= Jacques Kasma =

French and Canadian actor and filmmaker

Jacques Kaszemacher, commonly credited as Jacques Kasma, was a French and Canadian actor and filmmaker. He was most noted as the winner of the Canadian Film Award for Best Editing at the 19th Canadian Film Awards in 1967 for his work on the film Ghosts of a River (Trois hommes au mille carré).

Born in 1935 in Paris, France to Polish Jewish parents Henri Kaszemacher and Chaja Sura Bajwelcwaig, he was hidden for his safety during World War II, during which his parents were both captured by the German Army and died in the Holocaust. He was rescued by the Œuvre de secours aux enfants and lived in orphanages until the age of 18; as a young adult, he studied mime under Marcel Marceau before moving to Montreal, Quebec, in 1956.

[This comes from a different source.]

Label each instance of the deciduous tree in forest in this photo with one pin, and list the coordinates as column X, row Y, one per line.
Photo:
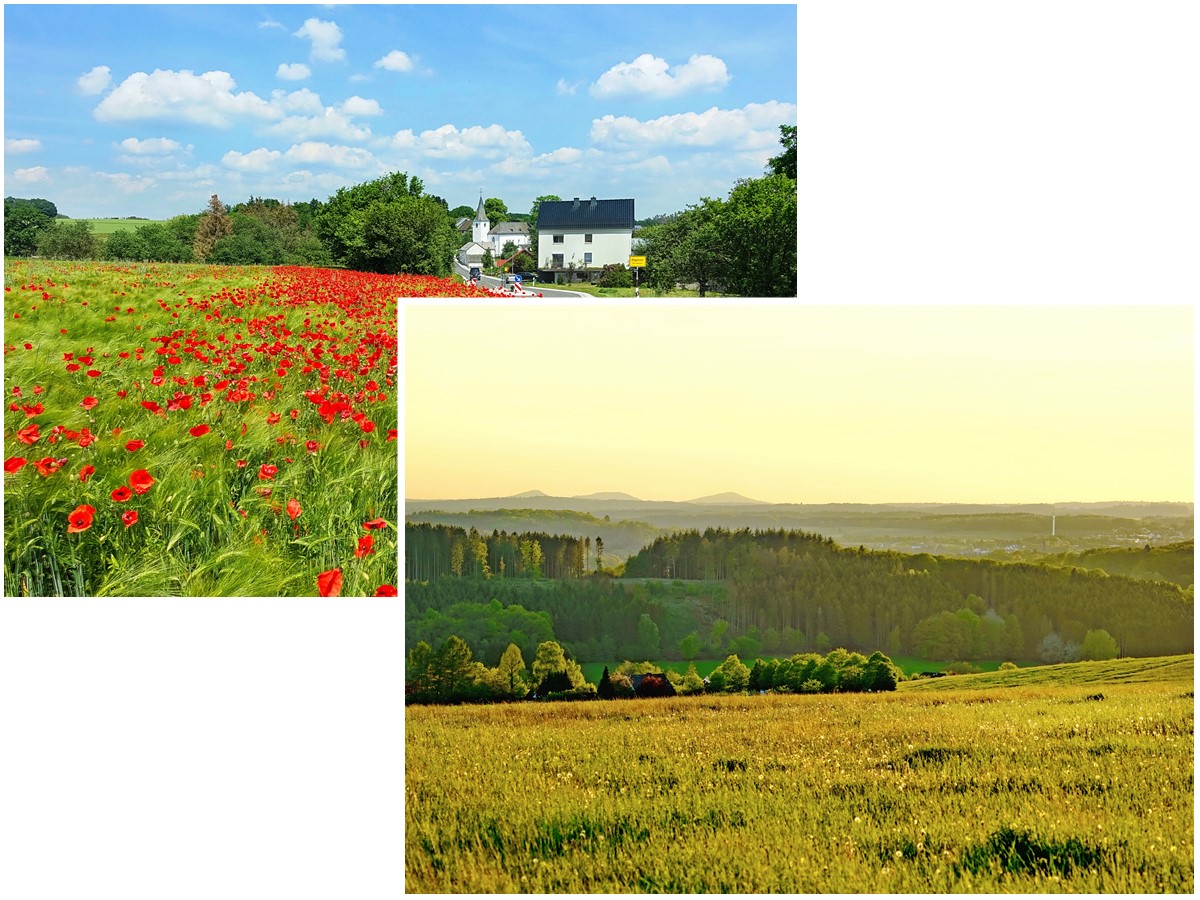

In Canada he had various acting roles, including as Ti-Bo in the children's television series La boîte à surprise, as René in the drama series Sous le signe du lion, and as an indigenous warrior in the film Mission of Fear (Astataïon, ou Le Festin des morts), and was an early faculty member of the National Theatre School of Canada, teaching improvisational acting. He worked as an editor for the National Film Board of Canada, including on the films Ghosts of a River, Entre tu et vous and 24 heures ou plus, and was credited as a codirector of Ghosts of a River.

He later left the film industry and trained as a social worker, joining the research team at the Douglas Mental Health University Institute.